Аверонский с сожалением хмыкнул:

– Ну, тебя предупреждали.

И не потрудившись даже замахнуться, точным движением вогнал кол в хилую грудь по самое основание. Дерево вспыхнуло, вокруг него тугим узлом завязался жгут белого пламени и расползся по дергающемуся телу, сдирая кожу, мышцы, сухожилия и кровеносные сосуды и перетирая в пыль кости. Спустя мгновение о существовании Виктора напоминал лишь осыпавшийся на мостовую пепел.

Аверонский брезгливо отряхнул руки, затем повернулся к Софи.

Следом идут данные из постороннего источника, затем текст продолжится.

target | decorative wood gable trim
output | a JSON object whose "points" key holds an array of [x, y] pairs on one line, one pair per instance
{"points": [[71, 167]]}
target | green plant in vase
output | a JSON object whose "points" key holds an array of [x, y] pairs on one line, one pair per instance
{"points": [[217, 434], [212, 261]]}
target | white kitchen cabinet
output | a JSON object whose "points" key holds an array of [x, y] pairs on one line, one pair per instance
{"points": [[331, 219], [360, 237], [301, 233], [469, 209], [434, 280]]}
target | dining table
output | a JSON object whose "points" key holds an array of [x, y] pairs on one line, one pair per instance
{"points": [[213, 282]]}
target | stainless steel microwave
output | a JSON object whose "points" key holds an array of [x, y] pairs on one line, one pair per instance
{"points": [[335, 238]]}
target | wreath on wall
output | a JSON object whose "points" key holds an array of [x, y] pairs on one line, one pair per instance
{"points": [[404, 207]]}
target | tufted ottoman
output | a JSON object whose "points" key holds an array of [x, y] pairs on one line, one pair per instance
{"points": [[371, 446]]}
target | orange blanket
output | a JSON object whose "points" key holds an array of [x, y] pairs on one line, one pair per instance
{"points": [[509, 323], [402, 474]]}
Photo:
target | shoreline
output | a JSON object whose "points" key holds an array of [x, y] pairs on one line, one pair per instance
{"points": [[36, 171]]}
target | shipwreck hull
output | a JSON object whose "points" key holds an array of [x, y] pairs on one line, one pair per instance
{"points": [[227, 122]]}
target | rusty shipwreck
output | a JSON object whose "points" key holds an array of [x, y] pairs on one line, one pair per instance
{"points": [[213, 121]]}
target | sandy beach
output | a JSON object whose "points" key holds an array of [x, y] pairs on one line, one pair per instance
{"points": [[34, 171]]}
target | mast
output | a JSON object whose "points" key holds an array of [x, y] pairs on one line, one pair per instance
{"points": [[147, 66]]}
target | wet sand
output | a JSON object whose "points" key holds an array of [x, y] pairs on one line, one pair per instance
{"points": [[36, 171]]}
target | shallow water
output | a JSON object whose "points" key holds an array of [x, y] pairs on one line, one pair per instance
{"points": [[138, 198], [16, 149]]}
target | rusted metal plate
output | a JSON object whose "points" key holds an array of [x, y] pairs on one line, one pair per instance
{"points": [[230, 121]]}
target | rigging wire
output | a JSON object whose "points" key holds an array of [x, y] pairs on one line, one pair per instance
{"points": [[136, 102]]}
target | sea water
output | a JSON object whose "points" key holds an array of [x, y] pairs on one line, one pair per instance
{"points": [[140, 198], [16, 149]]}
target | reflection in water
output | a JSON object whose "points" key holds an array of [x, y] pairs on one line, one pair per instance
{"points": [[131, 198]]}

Та застыла, ни живая ни мертвая, холодной ладонью тщетно охлопывая себя по карманам, бессознательно ища хоть какое-нибудь оружие.

– А, Софи, добрый вечер. Прошу прощения, я, кажется, помешал вашему общению.

– Ничего, – выдавила она. – Виктор уже… собирался уходить.

– Да, я заметил, – с ноткой иронии согласился Аверонский и стряхнул с рукава пальто несуществующие пылинки. – Надеюсь, вы успели выяснить отношения? А то я несколько погорячился.

Софи сглотнула – лишь воздух покатился по пересохшему горлу – и констатировала:

– Вы спасли меня.

– Ну разумеется, я тебя спас. Для себя.

О, нет.

– Не дрожи, моя милая. Я уже ужинал сегодня и тебя не трону. День рождения – это святое.

– А… – Софи покосилась на пепел у ног Аверонского.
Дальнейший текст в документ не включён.